Sunday, November 22, 2009

Oh so many things running through my head...

I am so thankful that there are no mind readers among us because they would have whip lash listening to my mind and the 1000 directions my mind is going.

I still feel as if I am getting the Freeze (and be quiet) message from the Lord - and I am not sure I like it.
I do know that God's plan is best - but i want to be a doer.

But when I do (or speak) the outcomes aren't great - so I will be quiet.

One of the major transitions I have made - which has given me peace - is that I have stopped pushing my 9 year old. She has always been more dependent and more 'needy' so I have been trying to push her to become more independent. I guess its a little like a mother bird pushing its baby out of the nest. When I push - she 'flaps' her wings irradically and can't accomplish things that are easy for her. For 2 days, I have helped when she asked and I noticed she stopped asking quite as much... so we will see how it goes.

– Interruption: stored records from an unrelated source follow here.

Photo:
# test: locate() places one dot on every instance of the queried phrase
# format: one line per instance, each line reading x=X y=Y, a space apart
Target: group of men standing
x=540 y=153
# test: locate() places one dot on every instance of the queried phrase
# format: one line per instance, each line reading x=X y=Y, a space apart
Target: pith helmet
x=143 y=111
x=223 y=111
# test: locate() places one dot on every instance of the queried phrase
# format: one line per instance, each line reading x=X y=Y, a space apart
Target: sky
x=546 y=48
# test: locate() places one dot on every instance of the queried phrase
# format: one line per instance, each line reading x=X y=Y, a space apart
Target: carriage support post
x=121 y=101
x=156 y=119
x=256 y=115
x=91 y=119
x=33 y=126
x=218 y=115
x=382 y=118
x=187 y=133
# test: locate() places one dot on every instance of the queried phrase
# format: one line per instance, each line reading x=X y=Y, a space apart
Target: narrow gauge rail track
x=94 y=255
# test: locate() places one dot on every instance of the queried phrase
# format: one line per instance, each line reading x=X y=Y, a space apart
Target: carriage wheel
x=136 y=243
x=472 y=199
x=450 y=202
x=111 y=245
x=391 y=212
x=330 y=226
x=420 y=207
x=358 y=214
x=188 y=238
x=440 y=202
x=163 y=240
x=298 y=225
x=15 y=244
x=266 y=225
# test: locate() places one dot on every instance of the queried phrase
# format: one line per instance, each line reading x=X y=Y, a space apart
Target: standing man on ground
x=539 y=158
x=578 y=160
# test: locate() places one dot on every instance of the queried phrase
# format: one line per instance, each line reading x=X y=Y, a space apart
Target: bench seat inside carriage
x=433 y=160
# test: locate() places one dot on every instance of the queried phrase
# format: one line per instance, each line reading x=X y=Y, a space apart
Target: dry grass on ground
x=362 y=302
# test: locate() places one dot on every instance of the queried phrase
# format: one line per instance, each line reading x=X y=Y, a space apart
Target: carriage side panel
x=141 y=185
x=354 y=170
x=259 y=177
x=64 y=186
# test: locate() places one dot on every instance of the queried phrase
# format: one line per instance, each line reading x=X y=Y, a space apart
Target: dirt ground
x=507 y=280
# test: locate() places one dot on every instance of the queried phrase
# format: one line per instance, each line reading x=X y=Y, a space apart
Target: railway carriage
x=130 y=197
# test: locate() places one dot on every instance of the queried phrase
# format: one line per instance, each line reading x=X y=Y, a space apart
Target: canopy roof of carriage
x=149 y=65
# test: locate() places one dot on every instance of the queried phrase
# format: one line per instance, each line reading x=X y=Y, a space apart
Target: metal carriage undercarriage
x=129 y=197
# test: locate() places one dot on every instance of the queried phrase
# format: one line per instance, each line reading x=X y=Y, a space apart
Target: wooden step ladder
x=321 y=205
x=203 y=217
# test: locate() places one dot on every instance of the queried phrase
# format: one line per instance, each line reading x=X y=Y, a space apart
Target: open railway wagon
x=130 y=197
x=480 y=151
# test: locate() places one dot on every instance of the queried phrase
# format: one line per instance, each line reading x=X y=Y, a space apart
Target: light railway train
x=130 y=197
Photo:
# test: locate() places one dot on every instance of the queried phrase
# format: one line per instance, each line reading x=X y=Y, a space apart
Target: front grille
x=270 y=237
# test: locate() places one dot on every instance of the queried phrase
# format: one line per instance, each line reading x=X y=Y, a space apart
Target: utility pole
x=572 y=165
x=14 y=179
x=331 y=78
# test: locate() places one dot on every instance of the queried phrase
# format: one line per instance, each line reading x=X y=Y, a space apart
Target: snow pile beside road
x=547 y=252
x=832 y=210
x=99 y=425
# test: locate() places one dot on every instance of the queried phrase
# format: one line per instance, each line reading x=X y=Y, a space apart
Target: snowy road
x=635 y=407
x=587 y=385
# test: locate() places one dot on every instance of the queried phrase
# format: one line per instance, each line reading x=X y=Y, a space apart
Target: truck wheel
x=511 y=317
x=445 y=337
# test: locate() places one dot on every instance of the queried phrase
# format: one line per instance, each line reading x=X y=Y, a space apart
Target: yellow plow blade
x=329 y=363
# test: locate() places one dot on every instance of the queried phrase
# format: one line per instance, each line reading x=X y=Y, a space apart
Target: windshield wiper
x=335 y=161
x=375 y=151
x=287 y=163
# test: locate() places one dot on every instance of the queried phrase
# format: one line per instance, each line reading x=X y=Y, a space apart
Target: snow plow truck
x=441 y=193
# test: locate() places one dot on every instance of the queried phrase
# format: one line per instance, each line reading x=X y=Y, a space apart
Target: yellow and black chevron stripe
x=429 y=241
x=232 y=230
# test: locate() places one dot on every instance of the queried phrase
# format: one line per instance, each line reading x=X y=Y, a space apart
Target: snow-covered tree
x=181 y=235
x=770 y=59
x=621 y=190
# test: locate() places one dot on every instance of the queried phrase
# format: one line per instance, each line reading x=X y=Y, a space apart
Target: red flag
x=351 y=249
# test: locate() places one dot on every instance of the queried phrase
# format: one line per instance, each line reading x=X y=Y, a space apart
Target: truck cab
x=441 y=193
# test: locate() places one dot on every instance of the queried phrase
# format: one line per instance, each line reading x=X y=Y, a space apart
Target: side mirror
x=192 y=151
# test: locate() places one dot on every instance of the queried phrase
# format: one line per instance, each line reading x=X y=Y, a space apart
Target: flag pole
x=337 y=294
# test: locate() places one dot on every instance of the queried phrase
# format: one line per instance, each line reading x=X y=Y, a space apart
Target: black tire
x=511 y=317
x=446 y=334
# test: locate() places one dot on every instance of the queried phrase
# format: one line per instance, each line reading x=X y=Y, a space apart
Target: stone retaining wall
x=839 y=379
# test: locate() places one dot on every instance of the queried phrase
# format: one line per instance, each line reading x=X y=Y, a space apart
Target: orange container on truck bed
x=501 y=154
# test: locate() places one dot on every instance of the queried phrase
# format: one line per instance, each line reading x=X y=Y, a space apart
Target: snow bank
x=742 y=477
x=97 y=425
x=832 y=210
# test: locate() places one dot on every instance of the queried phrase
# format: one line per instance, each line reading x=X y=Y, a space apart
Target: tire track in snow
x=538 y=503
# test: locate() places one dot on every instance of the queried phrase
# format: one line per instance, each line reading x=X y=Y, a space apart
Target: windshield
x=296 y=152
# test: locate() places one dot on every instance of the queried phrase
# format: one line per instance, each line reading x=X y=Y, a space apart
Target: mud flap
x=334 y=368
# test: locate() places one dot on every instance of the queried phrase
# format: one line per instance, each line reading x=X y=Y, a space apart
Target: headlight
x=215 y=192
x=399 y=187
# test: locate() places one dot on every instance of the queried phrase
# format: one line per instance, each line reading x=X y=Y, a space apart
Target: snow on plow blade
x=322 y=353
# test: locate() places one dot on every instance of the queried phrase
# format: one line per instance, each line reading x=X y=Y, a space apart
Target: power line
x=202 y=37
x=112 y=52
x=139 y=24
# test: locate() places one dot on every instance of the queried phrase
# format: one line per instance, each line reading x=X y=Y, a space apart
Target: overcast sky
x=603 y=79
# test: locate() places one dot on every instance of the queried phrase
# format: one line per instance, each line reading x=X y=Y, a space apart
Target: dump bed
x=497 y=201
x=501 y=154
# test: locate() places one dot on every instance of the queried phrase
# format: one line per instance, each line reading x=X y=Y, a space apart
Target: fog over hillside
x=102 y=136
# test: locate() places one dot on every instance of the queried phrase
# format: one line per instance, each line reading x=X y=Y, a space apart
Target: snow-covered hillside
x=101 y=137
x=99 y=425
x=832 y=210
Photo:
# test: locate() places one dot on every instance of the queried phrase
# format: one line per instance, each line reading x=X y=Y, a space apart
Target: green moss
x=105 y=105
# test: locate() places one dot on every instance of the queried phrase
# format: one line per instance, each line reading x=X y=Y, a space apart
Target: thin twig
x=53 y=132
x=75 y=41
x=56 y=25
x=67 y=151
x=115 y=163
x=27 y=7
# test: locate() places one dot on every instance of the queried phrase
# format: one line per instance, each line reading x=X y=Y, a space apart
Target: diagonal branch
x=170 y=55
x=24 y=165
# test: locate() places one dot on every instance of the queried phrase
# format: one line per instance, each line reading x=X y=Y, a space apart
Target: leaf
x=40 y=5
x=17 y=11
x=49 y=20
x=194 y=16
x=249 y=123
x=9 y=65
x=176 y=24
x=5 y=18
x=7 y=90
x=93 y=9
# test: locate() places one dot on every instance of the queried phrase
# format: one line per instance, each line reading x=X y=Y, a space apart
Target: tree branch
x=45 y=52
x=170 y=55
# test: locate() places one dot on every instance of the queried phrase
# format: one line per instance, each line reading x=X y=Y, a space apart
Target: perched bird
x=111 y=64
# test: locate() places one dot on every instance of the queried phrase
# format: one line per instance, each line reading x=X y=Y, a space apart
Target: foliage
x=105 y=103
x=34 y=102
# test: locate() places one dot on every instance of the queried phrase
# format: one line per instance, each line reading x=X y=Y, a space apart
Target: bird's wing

Another struggle I have been wrestling with is my role as a mom and wife. You see last year I was a mom, a wife, a tutor, etc. Now I am a mom and a wife - thats really all. And its not that much fun! Today, I am enjoying that role a little more, tho feeling completely overwhelmed by a messy messy house.

My desire for tomorrow is to wake with quiet time, get the house picked up AND cleaned. And as I do those encourage and lift up my kids!